Why Every AI Code Action Runs in an Isolated Sandbox

The most common objection to letting AI write and run code autonomously is also the most reasonable one: what if it breaks something?

It's a fair concern. AI systems make mistakes. They write code that has bugs. They sometimes misread requirements and implement the wrong thing entirely. And running arbitrary code — even well-intentioned code — against a real environment can cause real damage.

Most AI coding tools handle this by not running code at all. They generate code and hand it to you to run. You're the execution environment, and you're responsible for what happens when you run it.

LFG takes a different approach. Every ticket that involves code execution runs in a dedicated, isolated sandbox. The AI writes code, runs it, iterates on it, and tests it — entirely inside an environment that has no access to your production systems, your database, or your codebase's main branch.

The Sandbox Stack

Each LFG execution environment is a Firecracker microVM — the same hypervisor technology that powers AWS Lambda. VMs boot in under 300ms from a pre-warmed pool, so there's essentially no wait time between ticket creation and execution start.
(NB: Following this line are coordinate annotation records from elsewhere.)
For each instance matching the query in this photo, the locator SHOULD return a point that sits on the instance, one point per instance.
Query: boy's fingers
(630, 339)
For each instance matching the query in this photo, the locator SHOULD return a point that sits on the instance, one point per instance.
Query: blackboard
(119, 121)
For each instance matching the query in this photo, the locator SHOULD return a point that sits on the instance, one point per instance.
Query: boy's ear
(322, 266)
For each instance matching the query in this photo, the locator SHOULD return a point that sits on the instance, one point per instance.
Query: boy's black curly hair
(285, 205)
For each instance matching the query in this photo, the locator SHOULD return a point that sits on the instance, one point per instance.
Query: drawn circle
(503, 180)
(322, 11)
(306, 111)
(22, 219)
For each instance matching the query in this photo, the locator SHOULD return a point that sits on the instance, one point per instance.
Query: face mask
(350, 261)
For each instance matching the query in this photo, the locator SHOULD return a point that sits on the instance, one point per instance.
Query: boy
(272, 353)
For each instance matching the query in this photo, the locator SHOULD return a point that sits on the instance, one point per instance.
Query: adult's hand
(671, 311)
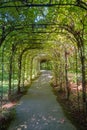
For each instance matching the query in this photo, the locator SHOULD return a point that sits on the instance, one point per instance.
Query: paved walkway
(39, 110)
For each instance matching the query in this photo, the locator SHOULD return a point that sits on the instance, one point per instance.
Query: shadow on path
(39, 110)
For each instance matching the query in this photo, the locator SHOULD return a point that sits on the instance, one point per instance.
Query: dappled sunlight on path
(39, 110)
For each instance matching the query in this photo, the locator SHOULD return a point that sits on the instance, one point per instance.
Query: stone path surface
(39, 110)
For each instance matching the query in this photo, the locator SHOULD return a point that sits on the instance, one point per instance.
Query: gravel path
(39, 110)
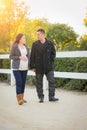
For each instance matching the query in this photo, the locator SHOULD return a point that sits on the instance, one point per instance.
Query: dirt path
(70, 113)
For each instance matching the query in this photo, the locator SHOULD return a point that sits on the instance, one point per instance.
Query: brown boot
(19, 99)
(23, 98)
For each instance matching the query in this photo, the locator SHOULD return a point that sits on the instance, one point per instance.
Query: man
(41, 62)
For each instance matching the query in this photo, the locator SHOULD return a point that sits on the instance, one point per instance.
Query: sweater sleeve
(32, 57)
(53, 52)
(13, 55)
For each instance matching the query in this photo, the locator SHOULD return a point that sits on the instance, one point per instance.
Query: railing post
(12, 76)
(45, 83)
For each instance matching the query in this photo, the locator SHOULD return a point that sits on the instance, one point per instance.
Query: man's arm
(32, 58)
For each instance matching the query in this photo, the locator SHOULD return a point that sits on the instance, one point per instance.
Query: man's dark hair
(41, 30)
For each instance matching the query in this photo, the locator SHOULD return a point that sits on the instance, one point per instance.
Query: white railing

Workspaces inside VMs persist via JuiceFS + OverlayFS:

JuiceFS backs workspace data to S3, giving you durability across sessions
OverlayFS layers a local disk write layer on top for speed — writes hit local disk first, then sync to S3 on completion
Each workspace is named and scoped to its ticket: {ticket_id}-{uuid}

When a ticket's agent needs to install a dependency, run a build, start a dev server, or execute a test suite — all of that happens inside this isolated environment. Nothing touches the host.

What Isolation Actually Buys You

Fearless experimentation. When the AI is trying five different approaches to a tricky problem, it can actually run all five — not just generate them. It can install a library, see if it works, uninstall it, and try another. The cost of a failed experiment is zero because there's nothing to undo.

No dependency pollution. npm packages installed in a sandbox don't appear in your repo's package.json unless the ticket explicitly updates it. node_modules directories don't accumulate in your working tree. Every ticket starts from a known state.

Safe refactoring. If a ticket is implementing a major refactor, the entire thing runs and tests in the sandbox before it's ever proposed for merge. You see working (or explicitly failing) code, not a diff you have to mentally simulate.

Parallel execution. Multiple tickets can run simultaneously because each has its own isolated environment. There's no conflict between ticket A installing one version of a library while ticket B needs a different version.

Workspace Persistence Across Runs

One of the harder problems in sandbox design is persistence: how do you let subsequent runs build on previous work without letting the sandbox sprawl into a long-lived, messy state?

LFG workspaces persist file system state across runs for the same ticket or project context. If ticket A installed dependencies, ticket B (in the same project) doesn't reinstall them from scratch. If a previous run wrote intermediate build artifacts, they're available.

But this persistence is scoped and versioned. It's not "here's a VM that's been running for a week and has accumulated unknown state." It's a clean workspace that specifically contains the files produced by previous runs, nothing else.

The warm VM cache goes a step further: for iterative development workflows — running mags run -w myproject 'npm test' in quick succession — the workspace stays mounted between runs. First run takes ~4 seconds. Subsequent runs within 5 minutes take ~100ms. You get the speed of a persistent local environment with the isolation guarantees of a fresh VM.

How Review Intersects with the Sandbox

When a ticket completes, what you're reviewing isn't just a diff. You're reviewing:

The code changes the agent produced
The test results from the sandbox run
Any logs or output from the execution
Whether the acceptance criteria were met

The sandbox run isn't just for the AI's benefit. It's evidence. You're not being asked to mentally simulate whether the code would work — you're looking at whether it actually did.

This changes the quality bar for what counts as "done." A ticket isn't complete when the code looks right. It's complete when the code ran correctly against the acceptance criteria in an isolated environment.

Production Environments

For production workloads, LFG uses Kubernetes pod orchestration with namespace isolation instead of Firecracker VMs. The principles are the same — isolated execution, resource limits, automatic cleanup — but on infrastructure that scales horizontally.

The agent that runs your ticket doesn't know or care whether it's running on a local Firecracker VM or a production Kubernetes pod. The abstraction is clean. The execution model is identical.

The Practical Upshot

If you've worked in an environment where AI code generation was gated behind "never run anything automatically," the sandbox model feels different. You're not signing off on every command before it executes. The AI can move quickly, try things, fail, recover, and arrive at a working solution — without you watching each step.

Your job is to review the outcome, not monitor the process. That's a better use of your time.